Where to Get It: Our resident North Carolinian editor says Allen & Son in Chapel Hill is quintessential, with large brick pits out back and telltale checkered oilcloth on the tables inside. Skylight Inn in Ayden earns Southern Living‘s high praises for its whole-hog approach. Locals laud Lexington Barbecue‘s wood-smoked, ketchup-laced pork shoulder; a roll to heap it on will cost you $0.17 extra, and some Cheerwine (a super-carbonated cherry soda native to the area) is the only proper accompaniment.

– From a few weeks back, Daniel Vaughn (aka bbqsnob) had the good fortune to explore whole hog barbecue through tasting it from Ed Mitchell, Samuel Jones, and Rodney Scott at The Big Apple BBQ event earlier this month

– Robert Moss explains smokers across the south in this article for Serious Eats (via)

– 8 Things to Eat at a Charlotte Knights game includes two barbecue items from Queen City Q – a pulled pork potato and a pulled pork sandwich

– Q4Fun figures out which beers from NoDa Brewing pairs best with various barbecue dishes

  • Pulled pork
  • Mustard sauce – Ramble on Red – counterbalances the acidity – competing flavors 
  • Vinegar sauce – Ramble on Red or Cavu 
  • KC style sauce – Hop Drop ‘n Roll 

– This Fourth of July, feel free to go with slaw as a side dish at your cookout

“Slaw is universal,” says John Shelton Reed, author of “Holy Smoke: The Big Book of North Carolina Barbecue .” “Slaw is part of the deal unless you ask not to have it.”

– Well this looks amazing: John Lewis of la Barbecue and Rodney Scott of Scott’s Bar-B-Que to smoke barbecue together in Charleston; too bad its on a Sunday and during the World Cup Final

Linkdown: 6/18/14

– A review of the Mighty Quinn’s in Clifton, NJ

– Hogs for the Cause out of New Orleans has added an event in Charleston dubbed Holy City Hogs

– Ed Mitchell’s barbecue made an impression on Zagat from the Big Apple BBQ a few weeks back (via)

Whole hog from pitmaster Ed Mitchell

North Carolina-based pitmaster Ed Mitchell recently opened Durham restaurant Que with his son Ryan. At this weekend’s event he prepared whole hog which was tossed in the classic North Carolina vinegar-based sauce, resulting in some of the most interesting and complex flavors we tasted. 

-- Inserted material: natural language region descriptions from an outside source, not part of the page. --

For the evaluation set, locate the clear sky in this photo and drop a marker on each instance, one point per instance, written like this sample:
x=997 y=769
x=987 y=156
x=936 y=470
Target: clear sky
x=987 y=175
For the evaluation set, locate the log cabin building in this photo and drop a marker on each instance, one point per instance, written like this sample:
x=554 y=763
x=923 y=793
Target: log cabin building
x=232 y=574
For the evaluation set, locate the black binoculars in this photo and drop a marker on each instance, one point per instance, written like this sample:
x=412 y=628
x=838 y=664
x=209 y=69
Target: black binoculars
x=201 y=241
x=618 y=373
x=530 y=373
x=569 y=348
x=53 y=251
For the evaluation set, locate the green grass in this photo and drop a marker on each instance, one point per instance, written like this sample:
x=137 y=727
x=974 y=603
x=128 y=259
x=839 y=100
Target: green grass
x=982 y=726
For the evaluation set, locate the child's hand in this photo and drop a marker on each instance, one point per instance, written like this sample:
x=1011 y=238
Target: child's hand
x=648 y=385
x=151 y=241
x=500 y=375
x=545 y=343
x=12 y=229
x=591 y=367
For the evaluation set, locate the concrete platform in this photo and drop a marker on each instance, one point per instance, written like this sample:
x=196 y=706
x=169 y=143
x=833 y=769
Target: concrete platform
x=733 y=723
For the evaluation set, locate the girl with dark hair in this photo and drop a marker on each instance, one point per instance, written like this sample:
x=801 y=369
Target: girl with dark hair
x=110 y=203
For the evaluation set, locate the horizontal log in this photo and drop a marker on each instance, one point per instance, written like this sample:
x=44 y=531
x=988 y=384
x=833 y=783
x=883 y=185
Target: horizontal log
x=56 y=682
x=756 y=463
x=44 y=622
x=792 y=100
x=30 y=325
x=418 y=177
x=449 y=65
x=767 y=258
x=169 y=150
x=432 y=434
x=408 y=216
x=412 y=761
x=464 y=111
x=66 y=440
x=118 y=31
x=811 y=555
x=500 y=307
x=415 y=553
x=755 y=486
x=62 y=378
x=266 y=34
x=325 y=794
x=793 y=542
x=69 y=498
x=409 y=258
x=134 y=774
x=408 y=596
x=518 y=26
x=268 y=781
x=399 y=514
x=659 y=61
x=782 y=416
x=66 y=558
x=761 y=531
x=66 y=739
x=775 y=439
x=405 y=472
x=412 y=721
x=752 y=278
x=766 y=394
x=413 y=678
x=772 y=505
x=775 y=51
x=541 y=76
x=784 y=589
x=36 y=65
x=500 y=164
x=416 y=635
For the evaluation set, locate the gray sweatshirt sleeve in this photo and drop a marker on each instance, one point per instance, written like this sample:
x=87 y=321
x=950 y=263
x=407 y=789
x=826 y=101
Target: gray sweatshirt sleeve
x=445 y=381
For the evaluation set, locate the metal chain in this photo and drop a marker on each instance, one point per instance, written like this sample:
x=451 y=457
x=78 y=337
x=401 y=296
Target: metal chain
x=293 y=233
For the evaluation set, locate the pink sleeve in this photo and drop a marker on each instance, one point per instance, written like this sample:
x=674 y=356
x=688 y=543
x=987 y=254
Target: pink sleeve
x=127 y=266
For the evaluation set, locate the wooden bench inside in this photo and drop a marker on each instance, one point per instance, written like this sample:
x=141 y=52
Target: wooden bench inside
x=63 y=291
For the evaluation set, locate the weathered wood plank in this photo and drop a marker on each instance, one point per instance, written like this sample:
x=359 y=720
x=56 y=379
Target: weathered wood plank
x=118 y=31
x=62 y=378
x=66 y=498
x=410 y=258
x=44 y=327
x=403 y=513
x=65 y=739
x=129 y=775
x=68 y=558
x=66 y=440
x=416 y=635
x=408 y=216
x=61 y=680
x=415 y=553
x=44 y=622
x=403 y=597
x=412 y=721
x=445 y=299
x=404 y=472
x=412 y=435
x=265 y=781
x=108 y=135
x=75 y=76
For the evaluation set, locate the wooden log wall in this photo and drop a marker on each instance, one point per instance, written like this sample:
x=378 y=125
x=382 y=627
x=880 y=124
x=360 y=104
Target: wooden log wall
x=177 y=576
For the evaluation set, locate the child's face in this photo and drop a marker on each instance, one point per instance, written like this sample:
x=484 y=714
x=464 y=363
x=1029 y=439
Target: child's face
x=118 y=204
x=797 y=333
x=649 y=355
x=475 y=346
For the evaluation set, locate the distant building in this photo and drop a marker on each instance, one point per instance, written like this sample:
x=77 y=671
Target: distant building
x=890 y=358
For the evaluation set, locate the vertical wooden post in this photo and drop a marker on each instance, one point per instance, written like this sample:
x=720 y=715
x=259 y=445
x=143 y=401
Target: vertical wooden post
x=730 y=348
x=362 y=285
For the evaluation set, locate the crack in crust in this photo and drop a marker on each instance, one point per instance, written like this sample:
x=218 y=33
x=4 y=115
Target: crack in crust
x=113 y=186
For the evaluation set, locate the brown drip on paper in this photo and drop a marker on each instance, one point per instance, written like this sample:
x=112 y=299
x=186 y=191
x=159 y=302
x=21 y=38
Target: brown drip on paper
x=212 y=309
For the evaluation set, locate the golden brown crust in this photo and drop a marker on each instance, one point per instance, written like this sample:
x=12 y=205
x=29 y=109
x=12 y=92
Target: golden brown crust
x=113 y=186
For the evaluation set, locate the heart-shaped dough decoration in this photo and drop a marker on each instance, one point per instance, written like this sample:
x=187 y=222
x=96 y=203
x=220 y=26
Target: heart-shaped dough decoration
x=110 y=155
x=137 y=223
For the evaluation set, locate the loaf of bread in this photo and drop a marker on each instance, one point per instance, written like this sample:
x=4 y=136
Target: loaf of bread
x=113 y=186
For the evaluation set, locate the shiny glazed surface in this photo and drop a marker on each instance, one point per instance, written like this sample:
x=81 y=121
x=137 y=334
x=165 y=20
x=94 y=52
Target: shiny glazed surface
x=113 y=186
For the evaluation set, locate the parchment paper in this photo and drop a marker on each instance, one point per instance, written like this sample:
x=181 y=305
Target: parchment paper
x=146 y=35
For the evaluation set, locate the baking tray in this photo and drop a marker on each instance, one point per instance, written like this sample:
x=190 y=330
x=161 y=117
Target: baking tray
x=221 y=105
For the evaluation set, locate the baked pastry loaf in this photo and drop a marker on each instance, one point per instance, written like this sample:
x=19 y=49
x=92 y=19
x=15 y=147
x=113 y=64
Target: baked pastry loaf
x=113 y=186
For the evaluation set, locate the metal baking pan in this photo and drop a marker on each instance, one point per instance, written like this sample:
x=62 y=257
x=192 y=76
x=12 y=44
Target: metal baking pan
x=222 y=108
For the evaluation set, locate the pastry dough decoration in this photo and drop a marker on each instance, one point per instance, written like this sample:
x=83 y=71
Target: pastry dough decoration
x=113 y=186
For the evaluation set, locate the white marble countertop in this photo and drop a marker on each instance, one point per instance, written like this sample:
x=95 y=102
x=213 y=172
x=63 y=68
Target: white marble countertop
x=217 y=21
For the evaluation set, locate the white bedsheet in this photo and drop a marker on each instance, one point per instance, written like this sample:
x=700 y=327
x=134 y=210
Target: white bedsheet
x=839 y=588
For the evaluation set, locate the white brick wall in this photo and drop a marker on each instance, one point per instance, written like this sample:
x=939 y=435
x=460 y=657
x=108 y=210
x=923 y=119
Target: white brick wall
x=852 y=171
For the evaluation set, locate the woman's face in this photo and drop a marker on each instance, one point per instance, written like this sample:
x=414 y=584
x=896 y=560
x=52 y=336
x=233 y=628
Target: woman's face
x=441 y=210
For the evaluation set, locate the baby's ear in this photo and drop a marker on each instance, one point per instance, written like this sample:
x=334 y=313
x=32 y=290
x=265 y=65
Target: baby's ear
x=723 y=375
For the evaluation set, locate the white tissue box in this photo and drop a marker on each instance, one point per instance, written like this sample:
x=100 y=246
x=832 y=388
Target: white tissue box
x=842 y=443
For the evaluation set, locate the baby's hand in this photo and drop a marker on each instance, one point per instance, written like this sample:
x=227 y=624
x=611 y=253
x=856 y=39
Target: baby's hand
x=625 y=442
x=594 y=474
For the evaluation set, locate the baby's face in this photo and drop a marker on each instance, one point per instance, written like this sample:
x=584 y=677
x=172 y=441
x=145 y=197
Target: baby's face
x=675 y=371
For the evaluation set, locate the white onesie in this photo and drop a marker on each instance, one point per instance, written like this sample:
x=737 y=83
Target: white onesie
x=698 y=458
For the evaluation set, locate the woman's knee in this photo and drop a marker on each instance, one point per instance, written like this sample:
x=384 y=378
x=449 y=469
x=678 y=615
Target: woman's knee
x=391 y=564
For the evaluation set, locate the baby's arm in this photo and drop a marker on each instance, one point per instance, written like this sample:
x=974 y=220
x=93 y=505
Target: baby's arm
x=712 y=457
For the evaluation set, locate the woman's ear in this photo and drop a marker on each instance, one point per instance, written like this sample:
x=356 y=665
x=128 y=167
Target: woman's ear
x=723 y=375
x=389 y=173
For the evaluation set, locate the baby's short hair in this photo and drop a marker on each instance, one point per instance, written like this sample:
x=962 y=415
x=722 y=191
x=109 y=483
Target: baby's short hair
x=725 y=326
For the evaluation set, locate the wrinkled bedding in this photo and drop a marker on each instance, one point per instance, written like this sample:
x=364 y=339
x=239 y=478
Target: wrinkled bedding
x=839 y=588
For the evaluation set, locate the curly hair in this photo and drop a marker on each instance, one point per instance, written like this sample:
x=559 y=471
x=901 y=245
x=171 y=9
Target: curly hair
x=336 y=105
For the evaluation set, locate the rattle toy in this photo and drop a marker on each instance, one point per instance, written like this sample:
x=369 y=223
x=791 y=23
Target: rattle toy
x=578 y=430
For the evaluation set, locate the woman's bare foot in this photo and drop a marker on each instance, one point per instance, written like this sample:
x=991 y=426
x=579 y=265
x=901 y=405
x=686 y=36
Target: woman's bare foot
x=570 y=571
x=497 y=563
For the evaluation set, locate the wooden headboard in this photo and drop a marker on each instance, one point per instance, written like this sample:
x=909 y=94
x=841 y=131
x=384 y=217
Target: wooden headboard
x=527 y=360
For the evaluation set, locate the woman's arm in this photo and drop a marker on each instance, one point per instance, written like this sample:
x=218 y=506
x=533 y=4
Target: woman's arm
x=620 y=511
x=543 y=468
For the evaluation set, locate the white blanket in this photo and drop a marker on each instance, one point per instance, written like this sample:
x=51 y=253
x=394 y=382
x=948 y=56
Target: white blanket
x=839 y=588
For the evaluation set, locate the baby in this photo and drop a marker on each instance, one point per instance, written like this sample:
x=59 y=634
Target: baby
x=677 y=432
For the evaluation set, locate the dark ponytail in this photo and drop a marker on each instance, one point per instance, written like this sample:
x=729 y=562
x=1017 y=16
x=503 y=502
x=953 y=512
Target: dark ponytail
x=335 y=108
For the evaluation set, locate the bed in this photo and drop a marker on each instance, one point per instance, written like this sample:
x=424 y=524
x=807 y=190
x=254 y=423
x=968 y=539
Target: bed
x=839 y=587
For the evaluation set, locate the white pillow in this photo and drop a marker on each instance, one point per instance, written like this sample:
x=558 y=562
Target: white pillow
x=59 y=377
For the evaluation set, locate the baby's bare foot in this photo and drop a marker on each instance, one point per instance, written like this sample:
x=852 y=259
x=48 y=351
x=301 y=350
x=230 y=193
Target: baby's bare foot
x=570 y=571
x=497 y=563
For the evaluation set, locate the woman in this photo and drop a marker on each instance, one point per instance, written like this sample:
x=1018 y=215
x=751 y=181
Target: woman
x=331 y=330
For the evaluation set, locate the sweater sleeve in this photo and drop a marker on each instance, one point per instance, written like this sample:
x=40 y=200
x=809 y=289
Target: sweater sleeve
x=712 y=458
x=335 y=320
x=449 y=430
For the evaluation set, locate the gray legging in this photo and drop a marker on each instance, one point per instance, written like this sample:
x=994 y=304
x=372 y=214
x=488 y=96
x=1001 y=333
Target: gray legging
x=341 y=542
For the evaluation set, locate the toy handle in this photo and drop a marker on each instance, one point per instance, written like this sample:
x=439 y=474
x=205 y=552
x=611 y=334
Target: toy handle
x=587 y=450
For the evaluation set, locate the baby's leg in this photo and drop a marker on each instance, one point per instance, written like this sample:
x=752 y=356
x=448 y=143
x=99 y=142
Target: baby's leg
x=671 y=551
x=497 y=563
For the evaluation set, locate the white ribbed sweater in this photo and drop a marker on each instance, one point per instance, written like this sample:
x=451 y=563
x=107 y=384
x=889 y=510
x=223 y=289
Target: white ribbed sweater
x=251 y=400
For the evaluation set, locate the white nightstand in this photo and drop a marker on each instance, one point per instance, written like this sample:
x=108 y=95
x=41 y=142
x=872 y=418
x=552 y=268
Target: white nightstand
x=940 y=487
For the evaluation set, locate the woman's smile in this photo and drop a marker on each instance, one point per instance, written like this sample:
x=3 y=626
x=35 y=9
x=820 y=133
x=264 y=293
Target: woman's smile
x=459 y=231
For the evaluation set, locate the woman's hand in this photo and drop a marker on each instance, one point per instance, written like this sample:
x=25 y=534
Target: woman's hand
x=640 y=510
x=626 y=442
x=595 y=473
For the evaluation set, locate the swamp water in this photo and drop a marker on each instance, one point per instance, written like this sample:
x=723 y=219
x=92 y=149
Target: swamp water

New location, new management for Hog Day, this year in Efland

– Three Salisbury men have created Little E Sauces and Marinades, a line of rubs, marinades, and sauces that has been picked up by Food Lion

– A Beer Pilgrim’s review of 12 Bones Smokehouse in Asheville

– Marie, Let’s Eat! visits Lovie’s BBQ in the Buckhead neighborhood of Atlanta, that, while isn’t a Lexington-style joint, has a thin vinegar sauce somewhat reminiscent of a Lexington dip

There is only one sauce available, and it’s as close to a Lexington-style thin vinegar-tomato mix as you’re likely to find in Atlanta. I don’t know that it went all that well with the chicken, but the pork just loved it.

The Great NC BBQ Map should be shipping out for customers to receive maps by the end of July, and the final tally of barbecue restaurants is kind of mind-blowing

How many restaurants ended up on the map? Guess. We don’t think you’ll believe the number….

FOUR HUNDRED AND THIRTY FOUR!!!!

Yes, you read that right. 434. And another 42 barbecue festivals and cook-offs! So get your bellies ready.